# The Oil Crash Of 2016 Has The Big Banks Running Scared



## Prepper News (Jan 17, 2016)

The Oil Crash Of 2016 Has The Big Banks Running Scared


----------



## Salt-N-Pepper (Aug 18, 2014)

Why on earth would they run scared?

"To big to fail, government bailouts, print more money, yadda yadda yadda"


----------



## Real Old Man (Aug 17, 2015)

This is what happens in a free market economy. When there's too much of anything the price goes down.. 

And while it might suck for investors and banks (who should really know better) does anyone here begrudge the little guy (the guy making minimum wage) from having a bit more of his money back in his pocket?

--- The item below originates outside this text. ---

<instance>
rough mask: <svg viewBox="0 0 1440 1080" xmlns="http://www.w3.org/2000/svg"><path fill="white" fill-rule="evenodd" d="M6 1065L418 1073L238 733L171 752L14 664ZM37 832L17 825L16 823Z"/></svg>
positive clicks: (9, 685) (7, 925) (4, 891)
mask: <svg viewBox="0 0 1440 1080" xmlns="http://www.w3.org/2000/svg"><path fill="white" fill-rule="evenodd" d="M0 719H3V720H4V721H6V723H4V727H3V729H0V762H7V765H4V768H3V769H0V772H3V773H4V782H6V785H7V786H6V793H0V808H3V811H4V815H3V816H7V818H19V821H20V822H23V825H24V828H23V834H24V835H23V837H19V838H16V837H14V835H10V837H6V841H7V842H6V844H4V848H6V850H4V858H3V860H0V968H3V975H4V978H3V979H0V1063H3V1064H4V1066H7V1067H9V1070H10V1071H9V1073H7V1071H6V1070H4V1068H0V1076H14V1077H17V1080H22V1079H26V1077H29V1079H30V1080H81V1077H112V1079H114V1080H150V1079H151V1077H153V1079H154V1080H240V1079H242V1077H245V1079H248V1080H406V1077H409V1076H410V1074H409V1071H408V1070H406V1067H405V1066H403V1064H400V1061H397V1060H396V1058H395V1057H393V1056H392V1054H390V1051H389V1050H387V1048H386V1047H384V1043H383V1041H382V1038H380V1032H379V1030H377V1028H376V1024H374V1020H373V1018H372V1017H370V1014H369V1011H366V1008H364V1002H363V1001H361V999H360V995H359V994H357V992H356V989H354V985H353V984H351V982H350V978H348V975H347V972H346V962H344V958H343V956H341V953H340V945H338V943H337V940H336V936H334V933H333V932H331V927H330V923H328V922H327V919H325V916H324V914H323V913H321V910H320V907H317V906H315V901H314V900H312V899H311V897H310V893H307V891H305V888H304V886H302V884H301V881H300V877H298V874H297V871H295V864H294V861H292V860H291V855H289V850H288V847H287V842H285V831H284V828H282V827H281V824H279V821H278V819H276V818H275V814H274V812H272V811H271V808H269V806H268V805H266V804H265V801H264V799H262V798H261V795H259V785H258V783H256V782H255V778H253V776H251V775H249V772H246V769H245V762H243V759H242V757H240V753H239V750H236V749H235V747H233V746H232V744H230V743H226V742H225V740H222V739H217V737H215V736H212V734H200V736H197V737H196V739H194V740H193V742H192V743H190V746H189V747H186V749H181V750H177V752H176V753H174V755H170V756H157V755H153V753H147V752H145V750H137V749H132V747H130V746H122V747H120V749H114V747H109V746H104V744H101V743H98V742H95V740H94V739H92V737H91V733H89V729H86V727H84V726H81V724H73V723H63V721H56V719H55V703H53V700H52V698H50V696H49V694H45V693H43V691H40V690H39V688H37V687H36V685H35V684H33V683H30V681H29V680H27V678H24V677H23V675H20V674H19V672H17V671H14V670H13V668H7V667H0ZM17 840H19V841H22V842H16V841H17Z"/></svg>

When it's no longer profitable folks will stop pumping and the price will go back up and stabilize.

To bad we can't get the manufacturing sector to put places like China, India and Bangledesh out of business with their cheap imports.


----------



## sideKahr (Oct 15, 2014)

The price will go down, the price will go up again...

"Sunrise, sunset, sunrise, sunset,
Swiftly fly the years, 
One season following another, 
Laden with happiness, 
And tears."


----------



## jdjones3109 (Oct 28, 2015)

The banks gambled and lost again? No surprise there. I'm not sympathetic to their plight. They got fat off of their government welfare (tax breaks and loopholes) and forgot to plan for the lean times. They should've become preppers!


----------



## TacticalCanuck (Aug 5, 2014)

Banks think to highly of themselves.


----------



## Smitty901 (Nov 16, 2012)

Markets change. Banking is changing in a lot of ways. Simple way to look at it. look at phone service. Once AT&T ruled. They had a line to everyone's home. Pay phones on every corner. Seemed like it would last forever. Then over night gone. Who even has a land line phone any more. Heck who even knows what one is.
Banks have a lot more to worry about than just a temporary drop in oil prices. I have not been inside a bank in 10 years, no reason to I can do anything I need over the phone, or even just bypass a bank completely.


----------



## Camel923 (Aug 13, 2014)

Now would be a good time to go back to the gold standard


----------



## Chipper (Dec 22, 2012)

I noticed at one of the biggest sand mines near our place. All the fancy trucks are gone and now are parked at the truck dealer. Some with the decals removed. 15-20 new trucks maybe a year old all returned. Bet that was a 2 million dollar plus deal down the tubes. Let alone the millions spent on the processing plant, mines and rail roads going to the plant. Now all sitting still.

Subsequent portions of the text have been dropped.